Dalam putusannya, pengugat Rudy Dermawan Muliadi dan Faaz Ismail dinyatakan sebagai Ketua Umum dan Sekretaris Jenderal DPP APKOMINDO Masa Bakti 2015-2020 berdasarkan Keputusan Munaslub APKOMINDO di Jakarta pada tanggal 02 Februari 2015. 

Padahal, menurut Hoky, Munaslub versi APKOMINDO 2015 tidak sesuai dengan AD/ART APKOMINDO dan tidak dihadiri 2/3 DPD APKOMINDO, karena tidak ada satu pun DPD APKOMINDO yang hadir, termasuk DPD APKOMINDO DKI Jakarta yang saat itu dijabat Nana Osay selaku Ketua dan Faaz Ismail selaku Sekretaris.

"Bahkan, pada saat Munaslub 2015 tersebut, Faaz Ismasil sendiri tidak hadir. sehingga aneh jika dia terpilih sebagai Sekretaris Jenderal DPP APKOMINDO", ungkap Hoky. 

Belum lagi dari bukti pemberitaan dan dari email pemberitahuan serta fakta foto-foto yang beredar di tahun 2015, Rudi Rusdiah adalah Ketua Umum dan Rudy Dermawan Muliadi sebagai Sekretaris Jenderal. 
 
Bahkan, menurut Hoky, Rudi Rusdiah justeru menjadi Saksi di persidangan perkara nomor: 633/Pdt.G/2018/PN JakSel. Yang mana, ia menerangkan kepada Majelis Hakim, bahwa fakta yang sebenarnya adalah dirinya justeru menyadari kesalahannya dan memilih berpihak ke Munas APKOMINDO yang sah yakni Ketua Umumnya Soegiharto Santoso.

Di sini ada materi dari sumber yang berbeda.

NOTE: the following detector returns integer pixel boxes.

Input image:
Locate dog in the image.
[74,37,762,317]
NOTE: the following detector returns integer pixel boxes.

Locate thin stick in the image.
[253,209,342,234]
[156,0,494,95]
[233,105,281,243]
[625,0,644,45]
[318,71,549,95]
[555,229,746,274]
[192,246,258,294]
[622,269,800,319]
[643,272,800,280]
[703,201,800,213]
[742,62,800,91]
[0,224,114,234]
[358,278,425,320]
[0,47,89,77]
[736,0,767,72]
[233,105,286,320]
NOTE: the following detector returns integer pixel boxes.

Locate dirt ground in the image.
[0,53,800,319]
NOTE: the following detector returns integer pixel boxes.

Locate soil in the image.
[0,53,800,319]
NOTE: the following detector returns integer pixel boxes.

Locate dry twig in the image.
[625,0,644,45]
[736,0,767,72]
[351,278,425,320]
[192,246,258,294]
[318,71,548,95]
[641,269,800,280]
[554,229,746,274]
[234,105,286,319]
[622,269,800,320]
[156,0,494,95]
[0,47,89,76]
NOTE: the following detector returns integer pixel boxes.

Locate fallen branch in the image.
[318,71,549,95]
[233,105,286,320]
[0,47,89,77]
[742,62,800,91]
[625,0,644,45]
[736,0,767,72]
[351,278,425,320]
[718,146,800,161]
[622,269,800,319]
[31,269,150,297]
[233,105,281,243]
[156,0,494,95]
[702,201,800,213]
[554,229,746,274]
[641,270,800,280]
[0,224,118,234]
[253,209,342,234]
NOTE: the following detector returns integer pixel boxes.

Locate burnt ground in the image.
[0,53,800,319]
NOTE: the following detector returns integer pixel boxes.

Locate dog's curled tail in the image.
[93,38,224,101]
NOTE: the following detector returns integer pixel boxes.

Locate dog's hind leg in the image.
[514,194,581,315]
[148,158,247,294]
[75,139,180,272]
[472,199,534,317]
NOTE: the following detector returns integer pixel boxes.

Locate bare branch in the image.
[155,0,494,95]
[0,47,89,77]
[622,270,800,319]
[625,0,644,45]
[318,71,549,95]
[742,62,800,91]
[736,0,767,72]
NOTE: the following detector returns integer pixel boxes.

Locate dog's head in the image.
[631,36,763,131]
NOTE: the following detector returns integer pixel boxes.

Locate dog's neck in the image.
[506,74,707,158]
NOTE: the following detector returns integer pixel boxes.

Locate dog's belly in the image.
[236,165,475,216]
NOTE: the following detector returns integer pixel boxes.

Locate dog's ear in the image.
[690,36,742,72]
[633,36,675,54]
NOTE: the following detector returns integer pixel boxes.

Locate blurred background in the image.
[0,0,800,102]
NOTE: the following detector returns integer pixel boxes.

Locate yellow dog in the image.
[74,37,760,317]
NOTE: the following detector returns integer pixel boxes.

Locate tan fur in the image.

Ironisnya, saat Soegiharto Santoso selaku Ketum APKOMINDO yang sah ingin melakukan upaya hukum banding ke Pengadilan Tinggi DKI Jakarta, ternyata putusannya adalah 'Menguatkan Putusan Pengadilan Negeri Jakarta Selatan yang dimohonkan banding tersebut'.

Padahal, faktanya Soegiharto Santoso terpilih secara sah pada saat Munas Apkomindo 2015 yang diselenggarakan pada tanggal 13 sampai dengan 15 Februari 2015 dan dihadiri oleh lebih dari 2/3 DPD APKOMINDO. 

Sebelumnya SK KUMHAM RI tahun 2012 yang telah mereka gugat di PTUN, pihak mereka kalah terus hingga di tingkat kasasi di MA. 

Sementara itu, untuk menghadapi gugatan tersebut, Hoky melaksanakan press conference di ruang serbaguna LSP Pers Indonesia usai pelatihan asesor kompetensi di ruang Serba Guna LSP Pers Indonesia Jakarta. 

Dalam kesempatan tersebut, Hoky memaparkan kronologis perkara hukum Apkomindo yang telah berproses sejak awal tahun 2011. Yakni, sejak kepengurusan Suhanda Wijaya dan Setyo Handoyo dibekukan secara sewenang-wenang oleh Dewan Pertimbangan Asoisasi (DPA) Apkomindo, selanjutnya, sejak tahun 2013 mulai ada gugatan dari DPA Apkomindo di PN JakTim dengan perkara nomor: 479/Pdt.G/2013/PN.Jkt.Tim, dengan putusan: "Menyatakan Gugatan Penggugat Tidak Dapat Diterima" dan selanjutnya melakukan upaya banding dengan putusan PT DKI Jakarta nomor: 340/PDT/2017/PN.DKI, dengan putusan: “Menguatkan Putusan Pengadilan Negeri Jakarta Timur".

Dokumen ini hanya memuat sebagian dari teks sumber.